The practical application: Sign up for competitions even when you don’t feel ready. The readiness comes from doing, not waiting. Each event you enter opens doors to the next level of your development.
This principle also applies within a competition. Dance all your heats with full commitment. Each good performance builds momentum for the next. Energy creates energy.
6. “Know Your Enemy and Know Yourself”
Sun Tzu’s meaning: Victory requires understanding both the opposition and your own capabilities. Self-knowledge is as important as intelligence about others.
Dance translation: In competition, the “enemy” isn’t other dancers – it’s your own limitations, fears, and weaknesses. Understanding these honestly is essential for progress.
What makes you nervous? What technical gaps consistently cost you? What mental patterns sabotage your performance? These are the enemies worth studying.
The practical application: Honest self-assessment. Ask your instructor for direct feedback about weaknesses. Record yourself and watch without flattery. Know where you’re strong (so you can leverage it) and where you’re weak (so you can address it or work around it).
In fact, dancers who understand themselves deeply tend to make smarter decisions about what to work on, what events to enter, and how to manage their own psychology during performance.
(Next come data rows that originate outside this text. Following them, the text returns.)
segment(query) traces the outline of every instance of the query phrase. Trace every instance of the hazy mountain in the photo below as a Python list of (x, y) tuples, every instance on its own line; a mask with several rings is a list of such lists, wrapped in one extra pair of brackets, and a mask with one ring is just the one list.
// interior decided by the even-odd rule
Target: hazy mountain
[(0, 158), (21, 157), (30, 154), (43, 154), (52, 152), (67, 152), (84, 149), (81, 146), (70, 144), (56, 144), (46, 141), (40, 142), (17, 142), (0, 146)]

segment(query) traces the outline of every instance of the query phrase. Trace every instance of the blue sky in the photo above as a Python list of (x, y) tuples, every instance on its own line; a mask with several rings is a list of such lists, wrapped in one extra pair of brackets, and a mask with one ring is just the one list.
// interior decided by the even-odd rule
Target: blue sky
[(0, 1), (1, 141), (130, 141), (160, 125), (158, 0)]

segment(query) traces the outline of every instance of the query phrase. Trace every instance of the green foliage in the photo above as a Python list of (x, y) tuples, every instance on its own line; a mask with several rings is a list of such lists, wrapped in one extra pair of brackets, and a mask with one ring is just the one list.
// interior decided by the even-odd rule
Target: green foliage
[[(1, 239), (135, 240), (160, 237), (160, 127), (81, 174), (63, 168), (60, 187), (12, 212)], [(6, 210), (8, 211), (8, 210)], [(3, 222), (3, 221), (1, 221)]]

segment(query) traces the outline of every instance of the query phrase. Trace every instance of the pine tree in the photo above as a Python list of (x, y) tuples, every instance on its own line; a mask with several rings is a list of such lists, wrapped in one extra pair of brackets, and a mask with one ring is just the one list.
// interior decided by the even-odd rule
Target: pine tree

7. “Place Your Army in Deadly Peril and It Will Survive”
Sun Tzu’s meaning: When there’s no escape, people fight with maximum effort. Removing retreat as an option creates total commitment.
Dance translation: Commitment eliminates hesitation. When you step onto the competition floor with full investment – no mental escape hatches, no “I wasn’t really trying” rationalizations waiting in the wings – you perform at your peak.
Half-commitment is worse than no commitment. The dancer who performs with reservations, protecting their ego in case things go badly, never discovers what they’re capable of.
The practical application: Once you’ve entered, enter fully. Don’t hedge. Don’t pre-excuse. Put yourself on the line and see what happens. The first competition is especially important to approach this way – it sets the pattern for all future competitions.
This doesn’t mean expecting to win. It means committing to the experience regardless of outcome. You’re there to discover what you can do under pressure, not to protect yourself from finding out.
The Strategic Competitor
Sun Tzu’s strategies share a common thread: they’re about mindset as much as tactics. The warrior who thinks correctly wins before fighting begins.
The same applies to dance competition:
Preparation wins competitions. The work you do before the event matters more than what happens during it.
Self-knowledge beats comparison. Understanding yourself is more valuable than evaluating others.
Commitment multiplies ability. Full investment reveals capabilities that half-commitment hides.
Chaos creates opportunity. Problems become advantages for the dancer who stays calm.
Action generates momentum. Doing creates possibilities that waiting cannot.
Applying Ancient Wisdom
Sun Tzu wouldn’t have predicted his strategies would apply to ballroom dancing 2,500 years later. But principles of human performance transcend context. What works in battle works in business, sports, and yes – competition dance.
As you prepare for your next competition, pick one of these principles to focus on. Let it guide your preparation and your performance. Notice how strategic thinking changes your experience.
The dance floor isn’t a battlefield. But the mental strategies that win wars – preparation, self-knowledge, commitment, adaptability, and strategic calm – win competitions too.
Study the ancient wisdom. Apply it to your modern challenge. And step onto that floor like a warrior who’s already won.